More birds showed up and whiles the kids continued to dig even further down into the deep, fine sand, I scanned the trees for the identities of these new birds. I was shocked and delighted to see that a red cockaded woodpecker had flown in and was working its way up the longleaf pine trees.

This is another bird that is endemic to the southeast, specifically open pine forests. I would later find that this wood was being burned primarily for this woodpecker, and that some of the trees were even marked as nest sites, and that when they did these burns, they paid special attention to those trees, so as not to disturb the birds too badly.

Wild stuff. Amazing stuff. Stuff that I think many of us forget is going on all the time, and being carried about by dedicated volunteers or county workers. I don’t know how successful such efforts will be in the long run—climate change could very well make this the last time my children ever have the chance to see these birds, especially the Jay—but for the time being, they seemed to be working just fine, since both endemic species were going about their business in this habitat that has supported them for tens of thousands of years.  

I was thinking about this as I loaded the kids back up into the truck and proceeded to drive through this smoldering landscape. According to the map, we had already travelled more than half way down the road we were on, so it made sense to continue rather than turn back… or so I thought.

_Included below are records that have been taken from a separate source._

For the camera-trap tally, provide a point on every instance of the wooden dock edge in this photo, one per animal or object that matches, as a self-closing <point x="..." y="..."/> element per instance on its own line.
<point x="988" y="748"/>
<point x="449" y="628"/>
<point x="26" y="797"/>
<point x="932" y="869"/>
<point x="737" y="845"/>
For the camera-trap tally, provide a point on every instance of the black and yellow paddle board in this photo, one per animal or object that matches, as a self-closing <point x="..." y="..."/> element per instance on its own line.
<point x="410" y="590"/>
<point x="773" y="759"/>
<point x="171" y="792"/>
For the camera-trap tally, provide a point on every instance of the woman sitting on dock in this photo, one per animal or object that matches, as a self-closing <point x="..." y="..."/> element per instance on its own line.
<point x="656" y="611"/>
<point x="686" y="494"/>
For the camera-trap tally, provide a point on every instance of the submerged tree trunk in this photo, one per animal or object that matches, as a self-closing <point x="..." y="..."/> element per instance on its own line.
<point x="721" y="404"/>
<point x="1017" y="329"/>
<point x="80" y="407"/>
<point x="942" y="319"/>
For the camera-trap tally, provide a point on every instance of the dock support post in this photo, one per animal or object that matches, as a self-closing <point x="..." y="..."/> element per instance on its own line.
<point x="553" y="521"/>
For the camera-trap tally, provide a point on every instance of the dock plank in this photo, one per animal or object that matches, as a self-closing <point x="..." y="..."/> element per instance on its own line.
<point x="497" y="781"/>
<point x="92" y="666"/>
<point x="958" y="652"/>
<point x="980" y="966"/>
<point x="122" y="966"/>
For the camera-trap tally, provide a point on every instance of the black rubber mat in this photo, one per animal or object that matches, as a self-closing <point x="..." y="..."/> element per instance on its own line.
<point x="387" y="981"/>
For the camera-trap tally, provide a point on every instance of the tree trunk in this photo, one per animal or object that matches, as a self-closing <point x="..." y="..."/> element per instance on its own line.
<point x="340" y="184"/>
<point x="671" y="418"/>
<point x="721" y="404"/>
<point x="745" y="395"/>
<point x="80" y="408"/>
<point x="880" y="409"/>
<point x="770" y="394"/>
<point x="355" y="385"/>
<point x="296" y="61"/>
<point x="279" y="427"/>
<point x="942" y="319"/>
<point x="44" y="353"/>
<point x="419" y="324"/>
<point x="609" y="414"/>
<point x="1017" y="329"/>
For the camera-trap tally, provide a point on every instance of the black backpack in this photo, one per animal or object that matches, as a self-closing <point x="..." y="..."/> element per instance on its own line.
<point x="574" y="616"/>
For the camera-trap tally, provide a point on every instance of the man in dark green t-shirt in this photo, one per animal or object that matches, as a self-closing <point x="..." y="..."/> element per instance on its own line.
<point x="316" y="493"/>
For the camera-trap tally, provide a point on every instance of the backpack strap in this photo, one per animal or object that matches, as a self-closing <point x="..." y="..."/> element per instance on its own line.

A minute later, I was thinking how serious a mistake this was when I found that my truck would no longer drive forward.

We had come to a hill, and the sand was even thicker here than it had been where Leo and Xander had been digging.

“Just call for help, Daddy,” Leo implored, as I threw the truck into reverse and proceeded to go nowhere at all.

The thing was, I couldn’t call for help. I had no phone signal. Even worse, there wasn’t really much for me to do except walk back along the road we came in on. Would it be safe to cut through a still burning forest with my five-year-old and his one year old brother? I did not think so.

Which meant I wanted to get the truck unstuck.

The first thing I did was adjust the settings on the dash. Rear wheel differential? Locked. Traction control for sleet and ice? This seems appropriate. Alas, I did not have four-wheel drive, because I had not planned on taking the RV down any roads as treacherous as this. It felt like a mistake, in that moment.

But with these settings activated, I found that if I moved the wheel all the way to the right, I would move back about an inch. All the way to the left bought me another. Back and forth I went, left then right, left than right, slowly, painstakingly moving the truck backwards and out of the sand that I had found myself trapped in.

Finally, we hit hardpacked earth, and I was able to turn around, and drive us out of there.

Leo cheered the whole way back.

“I’ve never seen something like that, daddy! That was such a big challenge that the Thor F 150 couldn’t handle it!”

Hey! I countered, patting my truck on the dash, “We’re moving, aren’t we?”

On our way out we met some of the people in charge of the controlled burn. The guy we spoke with was ecstatic that we had seen the birds we were looking for, and I thanked him for the work he was doing. I also paid attention to the truck he was driving, and the winch on the front of it. Maybe I’ll have to add one of those to my Xmas wish list.

Nah. I’d rather just see more birds.